Gunkerty Jeb writes "The death knell for SSL is getting louder. Researchers at the University of Texas at Austin and Stanford University have discovered that poorly designed APIs used in SSL implementations are to blame for vulnerabilities in many critical non-browser software packages. Serious security vulnerabilities were found in programs such as Amazon's EC2 Java library, Amazon's and PayPal's merchant SDKs, Trillian and AIM instant messaging software, popular integrated shopping cart software packages, Chase mobile banking software, and several Android applications and libraries. SSL connections from these programs and many others are vulnerable to a man in the middle attack."

4 of 84 comments (clear)

  1. Re:Death knell? Really? by Anonymous Coward · · Score: 5, Informative

    It means that both Gunkerty Jeb and Timothy didn't read TFA and are both fucking stupid.

    Summary: libraries allow you to selectively ignore part or all of the certificate chain verification, including OpenSSL, which is exactly what your fucking browser asks you to do when you visit a site with a self-signed or expired cert. TFA argues that this is the wrong behavior. TFA also doesn't understand that sometimes you don't care that much about MITM, just that the traffic is encrypted to make the current session opaque.

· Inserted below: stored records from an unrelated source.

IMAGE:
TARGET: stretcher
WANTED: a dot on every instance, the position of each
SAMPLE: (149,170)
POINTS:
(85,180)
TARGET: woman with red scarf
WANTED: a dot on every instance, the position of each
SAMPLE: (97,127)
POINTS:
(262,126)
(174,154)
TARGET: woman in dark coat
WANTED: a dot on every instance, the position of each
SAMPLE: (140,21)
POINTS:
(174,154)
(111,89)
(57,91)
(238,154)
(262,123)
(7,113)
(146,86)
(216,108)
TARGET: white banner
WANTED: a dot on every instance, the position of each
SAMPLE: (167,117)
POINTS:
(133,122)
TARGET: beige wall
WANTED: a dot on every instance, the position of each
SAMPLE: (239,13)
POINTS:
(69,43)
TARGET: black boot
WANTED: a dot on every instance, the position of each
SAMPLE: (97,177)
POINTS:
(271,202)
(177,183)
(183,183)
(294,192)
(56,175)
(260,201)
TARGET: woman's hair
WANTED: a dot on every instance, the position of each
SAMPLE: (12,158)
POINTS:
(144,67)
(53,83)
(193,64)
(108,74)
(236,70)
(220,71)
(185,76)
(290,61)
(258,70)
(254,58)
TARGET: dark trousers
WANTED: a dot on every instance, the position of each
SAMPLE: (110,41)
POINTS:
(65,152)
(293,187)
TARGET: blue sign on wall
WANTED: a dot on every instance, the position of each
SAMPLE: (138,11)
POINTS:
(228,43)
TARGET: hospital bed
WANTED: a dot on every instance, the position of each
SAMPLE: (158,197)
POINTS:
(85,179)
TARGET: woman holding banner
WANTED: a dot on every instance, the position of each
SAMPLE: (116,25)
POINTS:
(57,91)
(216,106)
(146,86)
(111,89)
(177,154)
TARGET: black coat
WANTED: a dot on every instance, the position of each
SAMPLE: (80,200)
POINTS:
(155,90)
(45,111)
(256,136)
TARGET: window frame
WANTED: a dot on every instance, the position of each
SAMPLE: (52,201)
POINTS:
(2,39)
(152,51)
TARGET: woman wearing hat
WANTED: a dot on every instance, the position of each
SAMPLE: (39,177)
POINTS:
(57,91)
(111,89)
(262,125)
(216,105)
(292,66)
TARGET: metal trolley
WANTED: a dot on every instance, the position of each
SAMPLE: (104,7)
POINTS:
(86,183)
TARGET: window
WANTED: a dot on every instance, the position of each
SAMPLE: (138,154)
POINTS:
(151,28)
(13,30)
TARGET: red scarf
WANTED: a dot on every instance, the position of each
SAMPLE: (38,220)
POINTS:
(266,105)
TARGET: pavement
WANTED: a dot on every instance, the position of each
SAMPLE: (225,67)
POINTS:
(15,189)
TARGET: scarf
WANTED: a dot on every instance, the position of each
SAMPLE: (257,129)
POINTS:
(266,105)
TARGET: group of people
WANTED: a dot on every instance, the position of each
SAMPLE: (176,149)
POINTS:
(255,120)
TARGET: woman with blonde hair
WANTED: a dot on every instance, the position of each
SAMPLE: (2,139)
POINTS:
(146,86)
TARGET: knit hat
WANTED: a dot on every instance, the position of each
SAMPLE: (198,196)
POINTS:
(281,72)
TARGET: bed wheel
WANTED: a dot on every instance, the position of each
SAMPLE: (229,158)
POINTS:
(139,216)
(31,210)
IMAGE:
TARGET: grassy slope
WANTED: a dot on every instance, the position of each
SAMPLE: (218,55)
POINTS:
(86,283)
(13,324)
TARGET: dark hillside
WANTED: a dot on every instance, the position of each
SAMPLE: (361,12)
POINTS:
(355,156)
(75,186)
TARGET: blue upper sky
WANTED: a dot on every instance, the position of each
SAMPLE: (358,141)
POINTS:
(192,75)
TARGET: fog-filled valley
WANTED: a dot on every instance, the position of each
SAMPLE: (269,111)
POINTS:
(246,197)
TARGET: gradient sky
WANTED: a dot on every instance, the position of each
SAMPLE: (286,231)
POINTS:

    TFA also doesn't understand what the layers of security are around Amazon's EC2 toolkit, either.

  2. Re:Death knell? Really? by Anonymous Coward · · Score: 5, Informative

    It means that this "post" is really clickbait. And now we know why no one RTFA.

  3. Re:Death knell? Really? by wmbetts · · Score: 4, Informative

    Yes, it is and it's bs that libcurl got caught in the middle. By default libcurl is secure.

    --
    "Ubuntu" -- an African word, meaning "Slackware is too hard for me". - stolen from Dan C alt.os.linux.slackware
  4. Re:Man in the middle? by Artraze · · Score: 4, Informative

    There's not really any such thing as a "legit" certificate; you're referring to a signed one. This does nothing to protect against a man-in-the-middle attack. What it does do is establish a chain of trust linking your certificate back to an authority. If that authority is trusted then your cert can be too (to the extent you trust the authority). If, and that's a big if, we trust that _all_ trusted authorities will thoroughly vet the certificates they sign then we can _trust_ that a MITM attack cannot occur, but realistically "legit" certificates do nothing more than that. If, say, the US DoD (once/often? a trusted authority) decides to MITM you, they can just sign a cert and MITM you.

    The only way to actually prevent MITM is to exchange the certificate (or some verification mechanism like a hash) in some sort of trusted manner (e.g. distributing it's hash with a client app).